Example: canonical JSON output.

```python
import json
from pathlib import Path

from stable_write import save_if_changed


def canonical_json(path: Path) -> None:
    data = json.loads(path.read_text(encoding="utf-8"))
    path.write_text(
        json.dumps(data, sort_keys=True, indent=2, ensure_ascii=False) + "\n",
        encoding="utf-8",
    )


with save_if_changed("config.json", finalizers=[canonical_json]) as saver:
    some_library.write_json(saver.path)
```

If the finalizer raises, nothing is published. The existing destination stays untouched.

## 🤔 Finalizers vs. `is_equal`

Both features help with formats that produce noisy bytes. They solve different problems.

Use a **finalizer** when you want to fix the generated file before it lands on disk:

- the stored file should have stable formatting;
- downstream tools rely on byte-level stability;
- Git diffs should be clean;
- hashes should represent the normalized artifact.

Use **`is_equal`** when you only need a smarter comparison:

- the file format is hard to rewrite safely;
- semantic equality is easy to compute in Python;
- you want to ignore fields during comparison without altering newly saved files;
- you need tolerance-based comparison, such as approximate floats.

Example: compare JSON semantically while ignoring a volatile nested key.

```python
import json
from pathlib import Path

from stable_write import save_if_changed


def json_equal_ignoring_timestamp(new_path: Path, existing_path: Path) -> bool:
    new_data = json.loads(new_path.read_text(encoding="utf-8"))
    old_data = json.loads(existing_path.read_text(encoding="utf-8"))

    new_data.get("metadata", {}).pop("generated_at", None)
    old_data.get("metadata", {}).pop("generated_at", None)

    return new_data == old_data


with save_if_changed("config.json", is_equal=json_equal_ignoring_timestamp) as saver:
    some_library.write_json(saver.path)
```

If `is_equal` returns `False`, the raw generated temp file is published. If you also want to clean the file before publication, use a finalizer as well.

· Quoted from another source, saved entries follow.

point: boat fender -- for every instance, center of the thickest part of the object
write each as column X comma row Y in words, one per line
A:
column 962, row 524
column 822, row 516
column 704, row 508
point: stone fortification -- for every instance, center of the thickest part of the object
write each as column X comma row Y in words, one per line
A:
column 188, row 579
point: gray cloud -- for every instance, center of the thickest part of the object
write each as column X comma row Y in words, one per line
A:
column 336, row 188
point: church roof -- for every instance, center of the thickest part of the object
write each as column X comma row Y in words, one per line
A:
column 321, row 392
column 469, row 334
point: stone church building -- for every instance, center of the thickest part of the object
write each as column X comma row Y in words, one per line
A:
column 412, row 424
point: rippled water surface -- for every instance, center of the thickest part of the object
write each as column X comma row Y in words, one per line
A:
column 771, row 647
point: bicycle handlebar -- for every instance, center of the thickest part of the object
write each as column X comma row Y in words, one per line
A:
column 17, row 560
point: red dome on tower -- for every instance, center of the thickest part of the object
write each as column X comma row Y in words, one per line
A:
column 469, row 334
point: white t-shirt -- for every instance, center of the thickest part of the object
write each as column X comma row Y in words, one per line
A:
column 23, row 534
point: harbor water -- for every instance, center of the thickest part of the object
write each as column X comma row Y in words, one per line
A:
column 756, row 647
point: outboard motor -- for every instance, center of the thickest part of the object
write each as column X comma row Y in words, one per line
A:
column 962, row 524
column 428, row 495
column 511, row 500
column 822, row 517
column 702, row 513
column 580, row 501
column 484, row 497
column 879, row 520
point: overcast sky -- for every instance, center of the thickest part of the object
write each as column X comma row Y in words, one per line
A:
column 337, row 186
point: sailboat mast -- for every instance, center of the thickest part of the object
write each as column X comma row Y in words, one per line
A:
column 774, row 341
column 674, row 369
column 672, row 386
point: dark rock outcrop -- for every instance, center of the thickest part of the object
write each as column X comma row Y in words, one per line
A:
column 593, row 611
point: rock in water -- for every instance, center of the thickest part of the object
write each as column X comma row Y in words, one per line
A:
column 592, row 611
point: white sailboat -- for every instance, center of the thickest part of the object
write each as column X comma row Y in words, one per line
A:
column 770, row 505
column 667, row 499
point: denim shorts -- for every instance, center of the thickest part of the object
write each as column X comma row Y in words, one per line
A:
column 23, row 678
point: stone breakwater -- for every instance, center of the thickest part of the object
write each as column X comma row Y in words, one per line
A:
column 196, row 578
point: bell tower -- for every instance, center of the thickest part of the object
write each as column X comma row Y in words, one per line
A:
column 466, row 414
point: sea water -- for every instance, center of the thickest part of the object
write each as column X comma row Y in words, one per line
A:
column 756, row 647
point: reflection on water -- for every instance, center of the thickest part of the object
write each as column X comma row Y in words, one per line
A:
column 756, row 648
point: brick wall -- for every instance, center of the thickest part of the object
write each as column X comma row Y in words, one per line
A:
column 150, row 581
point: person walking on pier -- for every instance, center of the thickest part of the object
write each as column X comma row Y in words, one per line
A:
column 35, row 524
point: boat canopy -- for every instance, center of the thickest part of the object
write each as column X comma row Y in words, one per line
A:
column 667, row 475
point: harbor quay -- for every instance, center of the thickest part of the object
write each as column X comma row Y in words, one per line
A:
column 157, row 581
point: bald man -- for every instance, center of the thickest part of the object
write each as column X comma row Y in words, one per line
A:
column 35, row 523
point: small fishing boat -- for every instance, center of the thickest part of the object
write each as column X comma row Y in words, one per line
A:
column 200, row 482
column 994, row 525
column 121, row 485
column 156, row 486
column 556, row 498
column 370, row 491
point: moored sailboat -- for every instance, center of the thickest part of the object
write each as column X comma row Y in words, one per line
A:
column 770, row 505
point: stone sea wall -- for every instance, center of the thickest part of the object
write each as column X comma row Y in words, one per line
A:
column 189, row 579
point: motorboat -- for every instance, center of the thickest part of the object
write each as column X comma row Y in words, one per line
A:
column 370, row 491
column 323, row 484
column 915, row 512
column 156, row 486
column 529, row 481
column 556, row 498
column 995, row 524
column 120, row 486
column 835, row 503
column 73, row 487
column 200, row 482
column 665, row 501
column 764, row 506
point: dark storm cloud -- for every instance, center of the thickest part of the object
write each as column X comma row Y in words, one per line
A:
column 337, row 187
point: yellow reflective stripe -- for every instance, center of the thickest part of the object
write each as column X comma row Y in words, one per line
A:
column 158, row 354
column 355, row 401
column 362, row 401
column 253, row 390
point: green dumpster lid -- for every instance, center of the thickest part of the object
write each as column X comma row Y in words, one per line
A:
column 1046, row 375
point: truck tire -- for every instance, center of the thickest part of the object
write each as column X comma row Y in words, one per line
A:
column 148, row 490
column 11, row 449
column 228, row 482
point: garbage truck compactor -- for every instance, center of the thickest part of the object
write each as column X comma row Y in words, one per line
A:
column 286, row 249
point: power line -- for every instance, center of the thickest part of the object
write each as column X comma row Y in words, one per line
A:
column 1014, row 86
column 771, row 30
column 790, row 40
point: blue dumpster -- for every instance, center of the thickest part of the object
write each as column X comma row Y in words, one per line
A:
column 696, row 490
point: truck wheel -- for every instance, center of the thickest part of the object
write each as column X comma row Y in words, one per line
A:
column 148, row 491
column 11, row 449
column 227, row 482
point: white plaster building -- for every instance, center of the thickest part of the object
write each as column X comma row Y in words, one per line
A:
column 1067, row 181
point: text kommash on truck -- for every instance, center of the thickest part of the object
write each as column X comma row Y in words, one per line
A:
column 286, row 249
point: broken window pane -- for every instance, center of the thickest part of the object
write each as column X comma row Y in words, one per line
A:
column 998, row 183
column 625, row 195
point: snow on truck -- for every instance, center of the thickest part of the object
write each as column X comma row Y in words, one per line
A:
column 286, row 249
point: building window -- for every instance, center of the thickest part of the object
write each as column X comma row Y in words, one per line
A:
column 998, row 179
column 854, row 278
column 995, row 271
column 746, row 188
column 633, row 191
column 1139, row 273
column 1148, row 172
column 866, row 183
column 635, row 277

| Scenario                                      | Prefer finalizer                  | Prefer `is_equal`   |
| --------------------------------------------- | --------------------------------- | ------------------- |
| Stable JSON key order on disk                 | Yes                               | Maybe not necessary |
| Ignore a nested timestamp only for comparison | Possible, but changes stored file | Yes                 |
| Clean Git diffs                               | Yes                               | No                  |
| Approximate float comparison                  | No                                | Yes                 |
| Non-Python downstream byte cache              | Yes                               | No                  |
| Expensive or risky binary rewrite             | No                                | Yes                 |

## 🧱 Guarantees and Boundaries

`stablewrite` is intentionally conservative:

- Finalizers run before hashing, so profiles can make noisy output deterministic.
- Finalizer failures leave the destination untouched.
- The final publish uses destination-side temporary files and `os.replace`.
- For companion bundles, each file is replaced atomically, but the bundle is not a transaction.
- `is_equal` affects only the main file; companions are still tracked by hash.
- Explicit companion lists are strict. Use `companions="auto"` when companion files are optional.

## 🧪 Why This Matters

A plain write updates `mtime` even when the content is identical:

```python
Path("report.csv").write_text(render_report())
```

That is enough to wake up downstream jobs in Make, Snakemake, Docker layer caches, or CI artifacts.

`stablewrite` makes the write conditional on the finalized artifact:

```python
with save_if_changed("report.csv") as saver:
    saver.path.write_text(render_report(), encoding="utf-8")
```

Same data means no replacement, no new `mtime`, and no accidental rebuild.